Shapiro makes his criticism of lawyers clear from the beginning: many lawyers fail to recognize the importance of storytelling, fail to learn their clients’ stories, and fail to tell those stories persuasively. Why is legal storytelling so important? According to Shapiro,
What lawyers actually do—all of them—is gather information and then share it with others in the most effective way possible. They do this to persuade others to do or not to do something or to make a certain decision….Storytelling—what it is, why it matters, how to do it—is not, therefore, a metaphor for legal advocacy. It is legal advocacy itself.
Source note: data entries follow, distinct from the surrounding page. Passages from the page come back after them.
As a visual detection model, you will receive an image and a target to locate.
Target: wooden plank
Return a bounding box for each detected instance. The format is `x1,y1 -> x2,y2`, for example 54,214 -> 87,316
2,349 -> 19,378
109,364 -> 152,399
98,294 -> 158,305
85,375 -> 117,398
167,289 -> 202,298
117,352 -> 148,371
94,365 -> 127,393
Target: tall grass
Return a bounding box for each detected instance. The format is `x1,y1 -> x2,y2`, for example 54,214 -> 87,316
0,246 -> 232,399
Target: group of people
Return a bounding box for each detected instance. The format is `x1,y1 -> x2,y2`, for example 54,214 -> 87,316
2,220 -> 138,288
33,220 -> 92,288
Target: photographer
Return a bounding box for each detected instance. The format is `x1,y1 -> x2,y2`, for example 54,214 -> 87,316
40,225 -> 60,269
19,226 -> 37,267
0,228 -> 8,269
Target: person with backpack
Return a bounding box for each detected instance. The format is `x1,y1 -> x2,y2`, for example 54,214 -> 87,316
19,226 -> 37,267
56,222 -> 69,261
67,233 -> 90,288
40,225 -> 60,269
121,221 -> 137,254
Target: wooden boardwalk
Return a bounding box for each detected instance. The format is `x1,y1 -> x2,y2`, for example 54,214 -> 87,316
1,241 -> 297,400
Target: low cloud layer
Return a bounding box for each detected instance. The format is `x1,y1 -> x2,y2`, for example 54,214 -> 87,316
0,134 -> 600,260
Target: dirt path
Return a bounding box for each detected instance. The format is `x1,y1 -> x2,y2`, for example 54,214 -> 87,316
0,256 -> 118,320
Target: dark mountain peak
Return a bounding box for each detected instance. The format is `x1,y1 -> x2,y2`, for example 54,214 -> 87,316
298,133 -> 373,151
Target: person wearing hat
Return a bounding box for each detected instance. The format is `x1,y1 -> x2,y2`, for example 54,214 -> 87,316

Shapiro’s chapters on Aristotle’s rhetorical triangle, logos, ethos, and pathos, are particularly important to those of us interested in legal writing. Shapiro argues—rightly, I think—that while each leg of the triangle is necessary to craft a story that can withstand scrutiny, no two triangles should be alike:
Every triangle has three sides. But each triangle has its own unique shape and appearance...It’s is the lawyer’s job to tell the right story, to build the appropriate triangle for his or her client, to make subjective judgments based on the variables as to whether to spend more or less time on establishing ethos, displaying logos, or eliciting pathos.
Photo courtesy of
What follows is a series of stories designed to both show the power of these rhetorical techniques and to teach lawyers how to construct their triangles for maximum effectiveness. Sounds as fun as a dentist appointment, right? Wrong. The lure of Lawyers is Shapiro’s ability to entertain and instruct simultaneously. You won’t even realize how much you’ve learned until you find yourself starting to implement Shapiro’s storytelling methods in your own work.
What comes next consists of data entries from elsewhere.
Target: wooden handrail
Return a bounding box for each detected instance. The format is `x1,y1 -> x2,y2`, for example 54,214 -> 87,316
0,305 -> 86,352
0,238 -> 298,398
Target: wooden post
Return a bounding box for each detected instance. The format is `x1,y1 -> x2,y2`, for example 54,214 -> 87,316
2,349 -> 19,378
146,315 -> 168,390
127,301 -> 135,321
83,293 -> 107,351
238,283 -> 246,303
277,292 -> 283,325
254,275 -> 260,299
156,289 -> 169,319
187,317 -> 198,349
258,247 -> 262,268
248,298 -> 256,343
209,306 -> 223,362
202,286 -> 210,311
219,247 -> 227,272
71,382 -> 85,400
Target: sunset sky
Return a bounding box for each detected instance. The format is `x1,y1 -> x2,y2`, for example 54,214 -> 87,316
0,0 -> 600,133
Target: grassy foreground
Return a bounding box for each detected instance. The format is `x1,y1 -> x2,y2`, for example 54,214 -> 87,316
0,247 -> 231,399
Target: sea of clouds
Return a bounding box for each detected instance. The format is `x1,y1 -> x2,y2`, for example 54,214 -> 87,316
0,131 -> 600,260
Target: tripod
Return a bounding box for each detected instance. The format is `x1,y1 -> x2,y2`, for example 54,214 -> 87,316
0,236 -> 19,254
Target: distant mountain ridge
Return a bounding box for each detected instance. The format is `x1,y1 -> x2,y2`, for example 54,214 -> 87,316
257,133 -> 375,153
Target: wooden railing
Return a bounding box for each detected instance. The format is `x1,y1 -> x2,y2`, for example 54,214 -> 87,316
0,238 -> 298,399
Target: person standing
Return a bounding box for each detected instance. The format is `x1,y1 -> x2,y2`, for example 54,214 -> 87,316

Lawyers is a delight throughout, chock full of hilarious quips, anecdotes, tips, and pointers. Some of my favorites include:
· Building credibility (“In a robe, [Ruth Bader] Ginsburg was as commanding as the biblical Ruth. Out of her robe, she was my mother-in-law.”);
· Being or having a good editor (“If I could have a superpower, it would not be invisibility or the ability to fly. It would be the power to edit.); and
· Using technology to enhance storytelling (“Technology requires that all storytellers, including lawyers, rethink how to communicate with the audience.”).
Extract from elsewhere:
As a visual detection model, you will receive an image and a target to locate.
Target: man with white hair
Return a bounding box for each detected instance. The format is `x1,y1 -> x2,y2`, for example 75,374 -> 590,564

Lawyers is—as reviewer Paul Reiser promises—informative, insightful, and funny. The 270-page book is a quick read. But its irreverence shouldn’t be confused with lack of substance. Lawyers has much to offer both to trial lawyers and those whose written work is their primary means of advocacy. No need to bring a highlighter or take notes, though. Thanks to Shapiro’s own ability to tell stories, you won’t need either to learn (and remember) lots from Lawyers!